KOBE, Japan (AP) _ His home flattened and his job as an accountant in jeopardy, Noriyoshi Kochi lined up with tens of thousands of other earthquake survivors today outside Kobe City Hall to apply for a new home.

His chances of getting government-built housing?

``Most likely, zero,'' he said.

More than 37,000 people were waiting outside tents and buildings around Kobe to apply for 2,700 temporary housing units expected to be ready around mid-February. Kochi was one of the first to apply.

The government plans to build thousands of units to house 300,000 people left homeless by the Jan. 17 quake. The death toll stood at 5,088 today, and 51 people were missing. Some 88,000 buildings were destroyed or severely damaged.

The government is coming under increasing fire for letting turf battles between ministries interfere with the rescue efforts and for failing to accept more offers of international aid.

Among other things, Japan has rejected a week-old U.S. offer to house 2,000 homeless on the aircraft carrier USS Independence.

In confirming Japan's rejection of that offer, Kishichirou Amae, a Foreign Ministry spokesman, explained that it was not clear how long the victims could stay on the carrier.

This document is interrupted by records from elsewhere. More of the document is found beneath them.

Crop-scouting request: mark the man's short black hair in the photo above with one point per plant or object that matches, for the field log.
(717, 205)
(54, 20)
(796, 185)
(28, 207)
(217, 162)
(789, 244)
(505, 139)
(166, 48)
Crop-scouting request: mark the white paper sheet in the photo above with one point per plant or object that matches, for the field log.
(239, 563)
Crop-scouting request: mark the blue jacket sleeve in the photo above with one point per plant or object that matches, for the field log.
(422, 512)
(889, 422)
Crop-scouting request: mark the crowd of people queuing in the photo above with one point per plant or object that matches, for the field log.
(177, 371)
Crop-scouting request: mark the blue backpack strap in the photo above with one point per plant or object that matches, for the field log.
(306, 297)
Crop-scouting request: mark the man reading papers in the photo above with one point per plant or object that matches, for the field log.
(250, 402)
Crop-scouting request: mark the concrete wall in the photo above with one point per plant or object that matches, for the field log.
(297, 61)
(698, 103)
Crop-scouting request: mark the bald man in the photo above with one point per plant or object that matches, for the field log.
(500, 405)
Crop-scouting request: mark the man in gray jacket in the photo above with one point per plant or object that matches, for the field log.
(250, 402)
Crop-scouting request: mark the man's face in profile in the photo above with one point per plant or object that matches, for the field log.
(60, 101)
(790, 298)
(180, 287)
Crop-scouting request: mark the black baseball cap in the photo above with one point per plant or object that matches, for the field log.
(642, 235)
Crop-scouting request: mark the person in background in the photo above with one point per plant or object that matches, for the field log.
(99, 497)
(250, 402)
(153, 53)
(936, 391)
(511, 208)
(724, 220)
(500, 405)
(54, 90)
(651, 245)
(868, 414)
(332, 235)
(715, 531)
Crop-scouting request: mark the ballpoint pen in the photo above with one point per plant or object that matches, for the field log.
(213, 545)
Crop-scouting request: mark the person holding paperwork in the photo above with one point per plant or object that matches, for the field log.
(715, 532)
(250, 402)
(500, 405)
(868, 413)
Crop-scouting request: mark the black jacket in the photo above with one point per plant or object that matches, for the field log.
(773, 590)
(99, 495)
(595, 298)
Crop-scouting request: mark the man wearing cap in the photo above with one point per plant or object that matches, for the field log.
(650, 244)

He also said many victims like to return periodically to their damaged homes, and staying on the carrier would stop them from doing that.

Among the homeless, Kochi, 26, was luckier than some. Though his house was destroyed, he and his mother escaped without injury.

The elderly, handicapped, injured and families with small children will get priority. There are enough of them to fill all the units available soon. Kochi and his mother don't qualify, and they have no illusions of getting shelter soon.

Like many businesses in quake areas, Kochi's company is in trouble. With his savings low, Kochi and his mother may have to move in with relatives 30 miles outside the city.

Many of the hundreds of thousands of refugees packed into cold shelters in gymnasiums, government buildings or tent camps now face an outbreak of influenza that has stricken hundreds.

Regional government officials increased the number of makeshift clinics in the city from 23 to 115 today, and increased the number of nurses to more than 400.

Depression has also set in among the homeless. Volunteers hoping to cheer up the victims are handing out stuffed animals and flowers, and a counseling hotline _ atypical in Japan _ is being set up.

A main expressway damaged in the quake was opened today, allowing trucks to ferry in emergency supplies. Traffic was backed up at some points for up to 20 miles between Kobe and nearby Osaka.

In Tokyo, Labor Minister Manso Hamamoto said between 70,000 and 100,000 people lost their jobs in the quake.

Sadatoshi Ozato, the government minister in charge of the quake response, told lawmakers today that the government is considering building 60,000 houses for refugees, including 19,000 temporary houses.

The government announced today that Emperor Akihito and Empress Michiko will make a one-day trip to quake areas Tuesday, their first visit to the disaster area.

They will view damage in Kobe and other areas by helicopter and visit several shelters.

The Kansai region, which includes Kobe, and Tokyo are historical rivals. Some people in the quake area pointed to the royal trip to the Middle East as an example of the capital's indifference to the suffering in Kobe.

The quake was the second deadliest in Japan this century. Fifty-one people are still missing, and 15,000 soldiers and police were expected to search for them on Saturday, Kyodo reported.